Last week I had the opportunity to lead a film developing demo at Artomatic, which has sadly now ended. In preparation, I attempted to compile as much science behind the process that I could find, particularly with regard to the chemical reactions occurring in each step (I was a chem major for six semesters, afterall). However, I felt that it was too nerdy and brain-hurty and scaled it down into more general terms (I'm more of a bio person, anyway). I am still interested in how the image appears like magic on the film and how all the solutions work together, so here's an overview:
Photographic film is a strip plastic-type material coated with a light-sensitive material.

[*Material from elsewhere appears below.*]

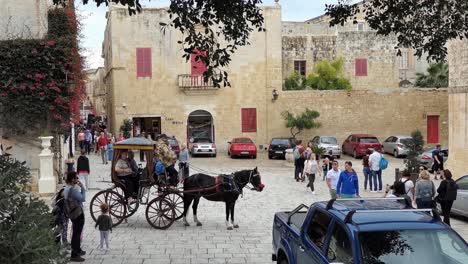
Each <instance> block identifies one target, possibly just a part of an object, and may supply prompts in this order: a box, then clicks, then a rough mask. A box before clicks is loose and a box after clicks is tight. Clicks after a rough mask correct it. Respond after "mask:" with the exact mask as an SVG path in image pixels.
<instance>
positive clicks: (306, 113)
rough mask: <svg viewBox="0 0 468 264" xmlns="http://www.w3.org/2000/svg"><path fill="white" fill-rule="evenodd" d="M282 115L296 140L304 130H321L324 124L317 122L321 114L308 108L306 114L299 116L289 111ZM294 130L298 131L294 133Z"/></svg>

Traditional black & white film consists of 3 main layers:
Film Base – plastic or polymer such as nitrocellulose, cellulose acetate, or polyester (PET); back in the day it was glass
Emulsion – light-sensitive silver halide crystals in a semi-permeablegelatin that is layered on the film base
Anti-Halation Layer – coating that absorbs light & prevents it from reflecting back into the emulsion to cause halos/ghosting
How does it work?
When film is exposed to light, it starts a series of reactions with the silver halide crystals within the emulsion. Each photon of light that hits a crystal separates the silver from the halide, which absorbs it and frees an electron.
Ag+Br- (crystal) + hv (radiation) --> Ag+ + Br + e-
The silver ion then combines (is reduced) with the election to yield a free silver atom (metallic silver):
Ag+ + e- --> Ag0
(Ag0 = latent image)
The latent image is similar to “latent fingerprints” that are there waiting to be found or imaged.
What does this look like on the negative?
Each crystal comprises the film grain and can contain many molecules of silver halide. The longer the exposure, the more free silver is produced on each grain, creating a darker area, or density variation. Dark areas of the negative have the highest density of opaque silver atoms (the greatest light exposure) and clear areas contain no silver (no light exposure).